Single Currency: No Member-Country Met Convergence Criteria, Says WAMI

  •  Emefiele insists on sustainable currency union, urges region to take advantage of US-China trade war

James Emejo in Abuja

Barely 18 months to the projected 2020 implementation deadline, it emerged yesterday that no member country of the West African Monetary Zone (WAMZ), including Nigeria, had met all convergence criteria towards the implementation of a single currency for the sub-region.

Though the average performance of the zone indicated improvement in macro-economic convergence index as at December 2017, none of the member countries satisfied all four criteria.

Director General, West African Monetary Institute (WAMI), Dr. Ngozi Egbuna, in a status update presented to the 37th meeting of the Committee of Governors of Central Banks of the WAMZ, said only Nigeria, The Gambia and Guinea attained three criteria each.

She explained that while The Gambia missed the fiscal deficit criterion, Guinea failed to meet the gross external reserves mark while Nigeria missed the inflation criterion.

According to her, Ghana and Liberia met two criteria each. While the former missed both the inflation and fiscal deficit criteria, the latter missed the inflation and central bank financing criteria.

Sierra Leone was only able to satisfy the gross external reserves requirement in the review period.

However, Governor of the Central Bank of Nigeria (CBN), Mr. Godwin Emefiele, stressed the need for members to demonstrate a collective determination to overcome the constraints to the achievement of the currency convergence.

He said deeper integration of the different economies and harmonisation of member countries’ currencies “will help in stabilising our economies by accelerating investment and trade in the sub-region, minimise transaction costs and bring about quality employment opportunities with improved standard of living for our people.”

The CBN boss, therefore, tasked member-countries of WAMZ to continue to work towards reversing the structural and institutional deficiencies which had continue to stalemate the unification process- by working hand-in-hand with various fiscal authorities in narrowing budget deficits, sub-optimal fiscal performance and encouraging investments in infrastructure among others.

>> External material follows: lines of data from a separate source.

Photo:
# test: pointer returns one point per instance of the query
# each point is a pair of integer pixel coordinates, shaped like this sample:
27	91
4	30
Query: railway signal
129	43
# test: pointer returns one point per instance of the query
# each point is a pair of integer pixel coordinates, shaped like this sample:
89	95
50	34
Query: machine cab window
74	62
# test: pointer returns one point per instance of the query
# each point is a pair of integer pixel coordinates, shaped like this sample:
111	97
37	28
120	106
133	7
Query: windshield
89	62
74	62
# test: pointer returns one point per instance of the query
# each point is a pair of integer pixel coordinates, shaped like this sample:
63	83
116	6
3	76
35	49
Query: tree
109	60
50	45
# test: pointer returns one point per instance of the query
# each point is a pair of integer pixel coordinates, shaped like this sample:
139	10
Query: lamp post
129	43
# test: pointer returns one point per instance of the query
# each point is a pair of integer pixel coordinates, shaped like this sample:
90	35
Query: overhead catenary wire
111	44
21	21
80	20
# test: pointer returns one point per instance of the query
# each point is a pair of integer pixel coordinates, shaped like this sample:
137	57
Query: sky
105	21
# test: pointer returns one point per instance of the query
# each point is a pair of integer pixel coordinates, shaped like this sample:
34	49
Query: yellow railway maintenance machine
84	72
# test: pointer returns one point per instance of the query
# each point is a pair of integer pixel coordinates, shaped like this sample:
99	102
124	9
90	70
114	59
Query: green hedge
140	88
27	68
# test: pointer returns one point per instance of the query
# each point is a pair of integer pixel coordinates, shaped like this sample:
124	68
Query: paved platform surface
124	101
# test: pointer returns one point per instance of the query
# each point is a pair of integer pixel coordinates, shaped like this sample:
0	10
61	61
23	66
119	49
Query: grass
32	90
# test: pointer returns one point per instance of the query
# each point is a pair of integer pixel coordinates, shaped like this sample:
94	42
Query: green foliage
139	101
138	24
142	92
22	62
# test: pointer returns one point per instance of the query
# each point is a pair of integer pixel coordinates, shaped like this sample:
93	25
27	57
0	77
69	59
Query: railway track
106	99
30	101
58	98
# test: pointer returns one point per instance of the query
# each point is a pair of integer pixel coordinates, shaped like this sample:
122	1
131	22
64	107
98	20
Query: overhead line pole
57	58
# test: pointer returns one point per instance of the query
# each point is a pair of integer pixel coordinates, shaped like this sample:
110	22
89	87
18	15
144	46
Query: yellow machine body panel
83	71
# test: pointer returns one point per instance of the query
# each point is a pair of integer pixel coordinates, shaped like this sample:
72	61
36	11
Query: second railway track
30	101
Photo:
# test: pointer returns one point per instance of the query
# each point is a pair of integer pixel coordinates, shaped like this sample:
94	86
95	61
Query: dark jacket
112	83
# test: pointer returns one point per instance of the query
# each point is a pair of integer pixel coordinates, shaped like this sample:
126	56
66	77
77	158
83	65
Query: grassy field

Despite the shortcoming, Emefiele, encouraged the zone to once again consider the meeting as a veritable opportunity to collectively review the process made and come up with workable strategies aimed at achieving its common objective.

He charged the group that while focusing on uniform achievement of the convergence criteria, attention must also be given to sustainable real convergence in the sub-region to facilitate the attainment of optimal mix between the sustainability of monetary cooperation and the conditionality associated with the achievement of the macro-economic convergence criteria.

The apex bank boss, however, stressed the fact that the pursuit of single currency must not cause the sub-region to ignore the potential adverse and contagion factors associated with unified monetary area and common currency.

He said the unfolding currency war among the United States, China and the West indicates both opportunity and challenges for the West African economy, “depending on how we approach it individually as nations.”

Nevertheless, he noted that while the shocks to individual economies might vary in magnitude and intensity, it might yet be another opportunity to look inward and strategise on how best to fill the trade gap that would ensue as a result.

He further pressed on members to consider the creation of the WAMZ commission which had been delayed, adding that “now is the time, and we cannot wait any longer to establish the commission to drive our common interests and aspirations. We must intensify our level of cooperation and collaboration through strong bonds to work as a unit.”

Meanwhile, Chairman, Committee of Governors, Mr. Bakary Jammeh, said notwithstanding the inability of countries to meet the convergence criteria, members have agreed to re commit to diversify respective economies in order to minimise the impact of shocks and stimulate economies through targeted spending in growth enhancing sectors for employment and poverty reduction.

He said the promotion of macro-economic stability was key to a durable monetary union.